The Quadruple Aim: Why providers must put the fourth target first

Several years ago, I was living in one of the so-called better parts of a city somewhat notorious for its miscreants. It didn't take long for the effects of crime and desperation to seep into our starter home, however. The first car break-in came as a shock, as did the first home invasion and attempted car theft from our driveway.

But after a year or more of having our boundaries violated, possessions stolen and bearing our share of victim-blame for having the gall to sleep with a window cracked, we started to become desensitized. I realized this the day I got in my car to find the glove box ajar and ransacked, yet again, and didn't bother to call the police.

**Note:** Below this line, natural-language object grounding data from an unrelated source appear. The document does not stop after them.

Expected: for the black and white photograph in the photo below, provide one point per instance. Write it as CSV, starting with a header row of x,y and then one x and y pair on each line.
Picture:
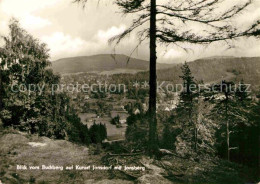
x,y
129,91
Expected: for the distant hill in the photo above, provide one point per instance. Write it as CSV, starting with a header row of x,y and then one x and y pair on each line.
x,y
102,63
214,69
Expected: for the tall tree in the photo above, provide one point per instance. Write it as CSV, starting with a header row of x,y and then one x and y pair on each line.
x,y
172,22
186,112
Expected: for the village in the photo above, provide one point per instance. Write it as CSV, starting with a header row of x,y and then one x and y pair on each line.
x,y
110,108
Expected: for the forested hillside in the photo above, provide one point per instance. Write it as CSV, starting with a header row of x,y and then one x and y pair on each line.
x,y
100,63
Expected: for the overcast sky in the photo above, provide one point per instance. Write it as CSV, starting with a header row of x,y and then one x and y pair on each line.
x,y
69,30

I had to get to work, and reporting the incident wasn't going to do any more good than it had the first 20 times.

Every time I read another study about professional burnout in healthcare, I find myself as an editor wrestling with the question of whether readers will consider these ever-more astonishing statistics news, whether they'll pause to read the grisly details or just keep moving.

Has burnout become so pervasive and normalized that the healthcare industry has stopped sounding the alarm?

I sure hope not, but at the same time I understand the human tendency to tune out a seemingly unsolvable problem as it escalates to outrageously dangerous levels.

It took a broad-daylight stabbing at a nearby park for my family to pack up and sell a house we loved, for a loss. And statistics tell us that economics and regulatory pressures increasingly push physicians to abandon their profession--and stress and other pressures can lead them to take their own lives.

Healthcare professionals, altruistic as they are, have the same needs as anyone else to self-preserve. But just as neighborhoods need champions to take action for deep-seated problems to turn around, so too do organizations, institutions and professions.

Healthcare needs more champions for the Quadruple Aim--people who are ready to tackle worker well-being as a prerequisite to the goals of improving care, boosting population health and lowering costs--not an add-on when and if they get around to it.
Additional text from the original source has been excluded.